His expression turned from silly to serious in a heartbeat. She stared at her scarred wrist in horror and backed away from him—her hands still soapy and dripping. When she got to the open door, she turned and ran all the way to her car, but in her haste she left her handbag behind. Her insides lurched. To retrieve the purse she would have to go back into the kitchen and face him.
When he hobbled up beside her, she was kicking her locked car door. He leaned on his crutches, gulping in ragged snatches of breath. “Peyton—”
“What?” She kept her hot face turned toward her vehicle.
“Listen, I understand—” A ragged cough escaped him.
She twisted to face him. “How could you possibly understand? Unless you’ve survived it yourself, there’s no way you could ever understand.”
He took a step backward and opened his mouth to speak, but she bolted before he could get the first word out and rushed to the kitchen. When she returned, she stumbled as she passed him and the contents of her purse fell to the ground at his feet. She scrambled to recover the spilled items, but they slipped from her soapy hands.

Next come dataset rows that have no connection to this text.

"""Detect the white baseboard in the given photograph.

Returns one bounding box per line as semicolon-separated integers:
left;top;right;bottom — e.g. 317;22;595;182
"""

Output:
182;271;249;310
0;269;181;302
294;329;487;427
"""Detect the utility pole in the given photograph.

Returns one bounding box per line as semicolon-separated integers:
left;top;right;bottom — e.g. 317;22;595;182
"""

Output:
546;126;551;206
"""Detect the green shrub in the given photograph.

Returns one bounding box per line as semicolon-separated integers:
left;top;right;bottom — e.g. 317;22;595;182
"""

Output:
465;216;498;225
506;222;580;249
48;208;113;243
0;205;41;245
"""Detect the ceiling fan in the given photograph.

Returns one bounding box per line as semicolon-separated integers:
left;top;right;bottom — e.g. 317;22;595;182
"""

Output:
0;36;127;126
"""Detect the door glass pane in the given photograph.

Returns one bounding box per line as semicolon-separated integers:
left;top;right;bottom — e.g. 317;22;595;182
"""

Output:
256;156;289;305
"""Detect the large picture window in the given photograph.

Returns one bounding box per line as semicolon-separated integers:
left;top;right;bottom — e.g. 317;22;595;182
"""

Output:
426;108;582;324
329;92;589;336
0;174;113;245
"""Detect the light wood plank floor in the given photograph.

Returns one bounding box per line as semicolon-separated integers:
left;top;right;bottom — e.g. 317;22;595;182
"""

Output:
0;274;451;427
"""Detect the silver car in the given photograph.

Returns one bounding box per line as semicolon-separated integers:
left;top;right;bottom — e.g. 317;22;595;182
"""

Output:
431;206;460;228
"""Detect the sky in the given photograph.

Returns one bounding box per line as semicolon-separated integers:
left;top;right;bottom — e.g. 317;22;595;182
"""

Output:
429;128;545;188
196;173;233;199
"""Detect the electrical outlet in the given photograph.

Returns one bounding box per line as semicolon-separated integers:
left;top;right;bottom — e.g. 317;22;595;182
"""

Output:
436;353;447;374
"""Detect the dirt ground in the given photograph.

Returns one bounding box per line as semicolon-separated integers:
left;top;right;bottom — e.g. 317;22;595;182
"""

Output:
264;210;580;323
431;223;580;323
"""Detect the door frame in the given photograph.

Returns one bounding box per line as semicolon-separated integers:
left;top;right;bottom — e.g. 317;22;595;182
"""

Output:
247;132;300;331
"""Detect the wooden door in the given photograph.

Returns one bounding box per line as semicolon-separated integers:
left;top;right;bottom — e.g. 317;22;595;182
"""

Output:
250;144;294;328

“I think we need to talk about this.”
She crammed the last item in her bag and stood. “No.” She fumbled with her keys and then yanked the door open with a jerk and a pop.
It had been a mistake to go to the cook-off. It was a mistake to crush on Brian. Her life had been a series of one horrible mistake after another. She couldn’t afford to make any more.
As an officer of the law, he would know what the tell-tale scar on her wrist meant. He would ask questions, and that was something she didn’t want. She vowed to put her warm feelings for him aside. She had to do it, not just for herself, but for her son as well. No one in Durango must ever know about Jake.
She threw the car into reverse and left him with a puzzled frown on his face.
Autumn had turned to winter. Peyton rubbed the condensation from the window and studied the icy roadway. Her vehicle had stalled only three miles from the city limits. No matter what she did, the recalcitrant vehicle wouldn’t start. She couldn’t walk the short distance to the hospital in this weather, so she grabbed her cell phone from the cup holder and dialed nine-one-one. After what seemed like an interminable wait, someone knocked on her window. She turned and stared into Brian's eyes. Her stomach flipped as if she’d hit the dip on a roller coaster.
She punched the power window button and ice crackled as the glass retreated into the door. “Battery’s dead.” Her words puffed into the air, barely a whisper.
He nodded and retrieved a set of jumper cables from the trunk of his car. After fifteen minutes, he tapped on her window again. “I think it’s more than the battery. Can I give you a lift?” His voice held none of its usual warmth.
She didn’t want to be alone with him, but she had no choice. Her insides jerked. She got out of her vehicle and slipped on the frozen shoulder of the road as she took her first tentative step. After she regained her balance, she made it a few more feet before she skidded to a stop. He slid on ice and bumped into her. The sudden contact caused her to gasp.
He righted them both by grabbing her elbow. “What’s the matter?”
“I need my stethoscope and my name tag.” She pointed toward the dead vehicle. The scope and the tag dangled from the rearview mirror. Without a word, he took her keys from her hand and retrieved them.
Once they were both settled in his vehicle, he smiled at her. It wasn’t his usual wide grin, but maybe the small offering meant he hadn’t lost all respect for her. Her heart rate slowed until he hit her with his usual greeting. “How’s my angel of mercy?”
She tried to speak, but there was a catch in her voice. His nickname for her made her heart ache all over again. She pointed to her throat. “Laryngitis.” It was a good excuse. Now she wouldn’t have to talk…much.